How Soon Does An Operator Frack A Well After Reaching Total Depth? -- September 21, 2014

At the top of the blog, across the top, there are several tabs, including one labeled, "FAQ," frequently asked questions. At the FAQ page there is a Q/A regarding how soon an operator fracks a well after it has reached total depth (vertical depth + the horizontal). The original answer needed to be updated with pad drilling.

This is how I would answer the question now. 

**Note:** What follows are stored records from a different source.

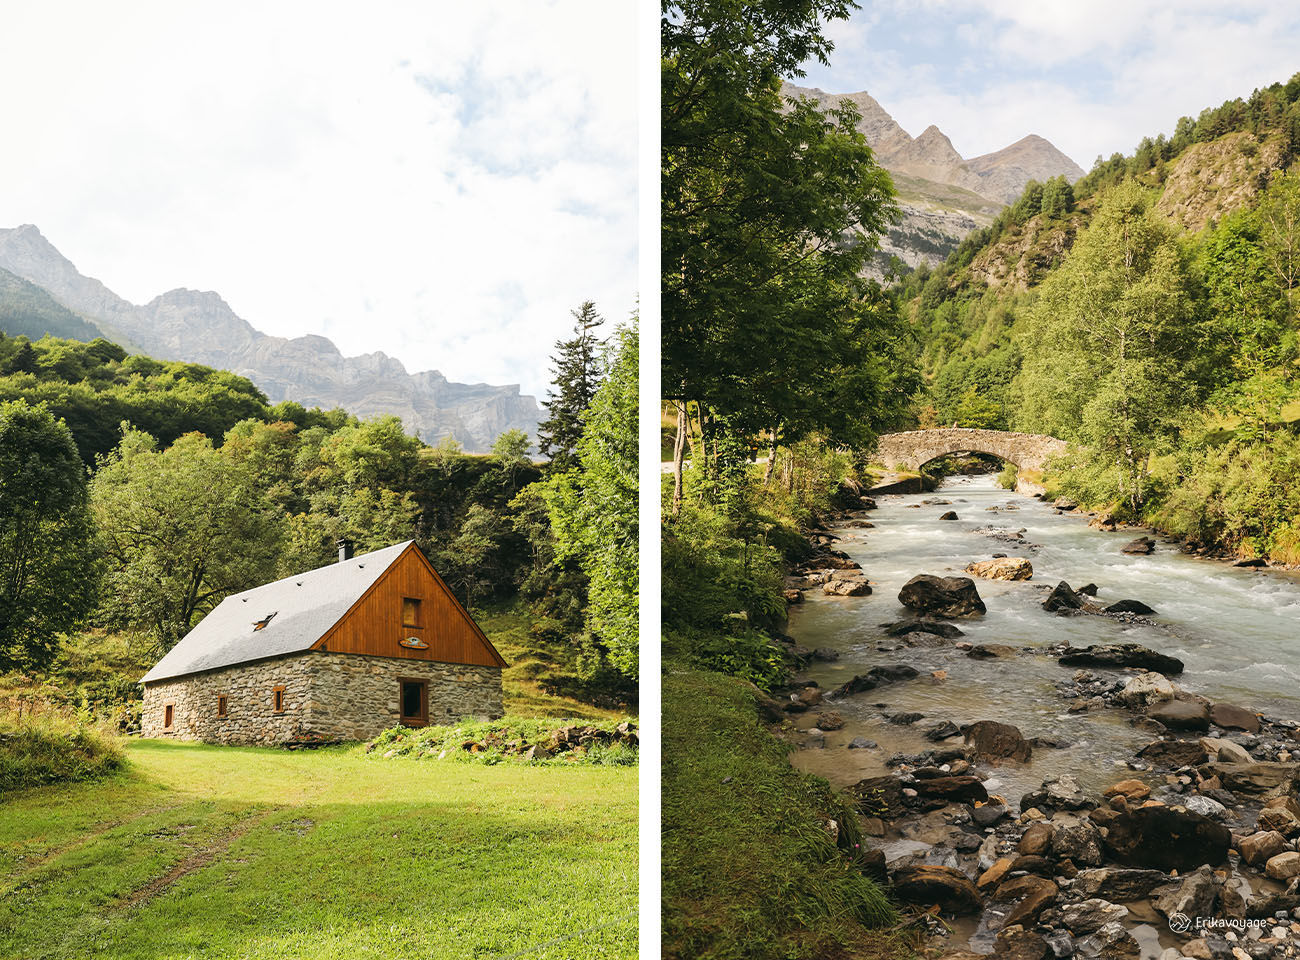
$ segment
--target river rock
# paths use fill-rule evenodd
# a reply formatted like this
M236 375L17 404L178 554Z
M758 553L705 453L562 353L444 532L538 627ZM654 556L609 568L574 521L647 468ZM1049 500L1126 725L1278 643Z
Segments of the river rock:
M1056 902L1060 890L1051 880L1028 874L1012 877L998 885L993 899L998 903L1015 904L1002 921L1002 926L1032 924L1038 915Z
M1151 796L1151 788L1141 780L1121 780L1112 787L1108 787L1102 796L1114 797L1123 796L1126 800L1145 800Z
M970 818L977 827L991 827L1010 813L1005 803L989 801L972 807Z
M1002 882L1002 878L1011 872L1011 863L1010 857L1000 857L995 860L993 866L981 873L979 879L975 881L976 889L981 893L987 893L995 888Z
M1082 810L1092 806L1078 779L1068 773L1049 777L1037 790L1026 793L1020 798L1020 809L1031 807L1051 810Z
M874 750L879 744L874 740L868 740L866 737L854 737L849 741L850 750Z
M1153 703L1172 700L1177 692L1172 681L1163 673L1140 673L1124 684L1124 689L1115 699L1126 707L1138 710Z
M1049 848L1058 860L1086 867L1101 865L1101 832L1088 820L1061 824L1052 831Z
M1231 740L1221 740L1217 737L1201 737L1201 746L1205 748L1206 753L1214 754L1215 759L1223 763L1251 763L1254 760L1246 752L1245 747L1233 743Z
M1071 933L1092 933L1108 923L1128 916L1128 908L1109 900L1094 897L1079 903L1067 903L1060 908L1061 925Z
M1019 728L996 720L979 720L966 728L966 743L975 748L981 760L1018 760L1024 762L1034 752Z
M1170 730L1208 730L1210 711L1203 703L1191 700L1171 700L1147 710L1147 716Z
M1166 918L1179 913L1185 917L1212 917L1220 889L1214 871L1202 865L1162 888L1154 905Z
M918 574L898 592L898 602L935 617L970 617L985 612L984 601L970 577Z
M993 953L998 960L1043 960L1047 956L1047 941L1017 923L998 931Z
M1205 747L1191 740L1154 740L1138 756L1157 767L1194 767L1209 759Z
M849 787L858 810L868 817L894 820L907 812L903 803L903 781L893 774L867 777Z
M1053 827L1050 823L1031 824L1020 837L1016 850L1025 856L1041 857L1052 844Z
M1080 870L1070 887L1071 894L1084 898L1100 897L1115 903L1141 900L1169 878L1161 870L1138 870L1132 867L1095 867Z
M1019 652L1015 647L1008 646L1005 643L981 643L966 651L966 656L972 660L994 660L1014 657Z
M940 517L939 517L939 519L940 519L940 520L957 520L957 519L959 519L959 518L958 518L958 516L957 516L957 511L955 511L955 510L949 510L947 513L941 514Z
M1070 510L1079 509L1079 505L1075 503L1073 500L1071 500L1069 497L1057 497L1055 500L1052 501L1052 506L1055 507L1057 510L1065 510L1067 512Z
M1274 797L1259 811L1256 826L1260 830L1276 830L1284 837L1300 834L1300 803L1291 797Z
M1136 540L1125 544L1120 548L1120 553L1128 554L1148 554L1155 550L1156 542L1150 537L1138 537Z
M966 572L984 580L1028 580L1034 567L1024 557L995 557L967 564Z
M817 717L817 729L838 730L844 726L844 718L834 710L827 710Z
M1144 806L1093 813L1104 819L1102 846L1124 866L1153 870L1192 870L1228 858L1232 834L1221 823L1182 807Z
M1070 585L1062 580L1056 586L1052 587L1050 593L1043 600L1043 609L1048 613L1059 613L1061 611L1082 610L1083 597L1079 596Z
M981 803L989 798L988 791L984 789L984 784L980 782L979 777L933 777L917 780L912 786L923 797L969 802L978 800Z
M1149 617L1155 613L1141 600L1116 600L1108 607L1102 607L1102 613L1135 613L1140 617Z
M966 635L965 632L956 624L944 623L941 620L924 620L920 618L895 620L892 623L882 623L880 627L891 637L902 636L906 633L933 633L935 636L943 637L945 640L956 640L958 637Z
M1230 703L1216 703L1210 707L1210 720L1216 727L1222 727L1224 730L1259 733L1259 717L1249 710L1234 707Z
M866 577L851 580L829 580L822 584L822 593L828 597L865 597L871 593Z
M1264 865L1264 872L1274 880L1290 880L1292 877L1300 877L1300 853L1294 850L1288 850L1286 853L1279 853L1271 857Z
M1142 947L1118 920L1075 941L1075 956L1089 960L1139 960Z
M862 693L864 690L874 690L876 687L897 683L900 680L911 680L918 674L919 671L915 667L909 667L907 664L902 663L886 667L872 667L866 673L858 674L847 683L836 687L833 695L846 697L853 693Z
M941 740L947 740L949 737L955 737L961 733L961 728L951 720L945 720L938 726L931 727L925 731L925 739L932 743L938 743Z
M935 904L945 913L978 913L984 898L966 874L955 867L913 864L894 871L894 896L904 903Z
M782 590L781 597L786 603L803 603L804 600L802 590Z
M1199 813L1203 817L1209 817L1211 820L1223 820L1228 816L1228 808L1221 804L1213 797L1204 797L1199 793L1194 793L1183 800L1183 806L1192 813Z
M1066 667L1138 667L1165 676L1183 672L1183 661L1137 643L1102 643L1070 650L1057 658Z
M1300 764L1295 763L1216 762L1210 764L1210 772L1226 790L1268 799L1290 796L1300 780Z
M1237 844L1241 859L1252 867L1262 867L1273 857L1286 850L1286 837L1276 830L1261 830L1242 837Z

22. How soon does a company stimulate a well after completion of drilling?
Update, posted September 21, 2014: prior to pad drilling, fracking was subject to availability of frack spreads (to include personnel, equipment, and proppant), winter weather, and road restrictions, but that was about it. With pad drilling, everything has changed. Generally speaking the same pre-pad-drilling constraints still exist. But now, "operational constraints" come into play. Generally, operators will not frack a well that has reached total depth (vertical plus horizontal) on a given pad until all wells on that pad have reached total depth. The first-best example might have been CLR's 14-well Atlanta pad in Baker oil field southwest of Williston in 2013 - 2014 time period. That pad was watched closely, and it seemed to take forever to get the wells on that pad completed/fracked. It may have been a full 18 months from the time the first well was spud on that well until the 14th well was fracked.
Original: This varies. Buried deep in this site (that link is broken, unfortunately) one learns that EOG spudded a well on January 19, 2009, but did not plan to fracture stimulate it until July, 2009. EOG does not frack wells between November and March. [Update: I believe this was based on a comment from an EOG earnings transcript back in 2009; since things things may have changed.]  I assume that most wells are ideally fractured within a month of when drilling is completed but I do not know. However, due to the increased number of rigs in North Dakota and the increased pace of drilling, fracking has become the bottleneck to completing a well. In early 2010, a wait of six months was being reported to have a fracking crew in place after the well had been drilled. Halliburton announced in early 2010 that is fracking crews would now be working 24 hours/day to try to minimize the backlog.
EOG talked about this in August, 2014:
  • pad completions 
    • a lot of offset wells are taken off-line
    • wells take longer to flow back as new wells are brought on-line
    • production growth can be lumpy rather than linear

2 comments:

  1. There is no K in FRAC. You might want to re- check the facts on EOG between nov. and march.
    Great site keep up the good work!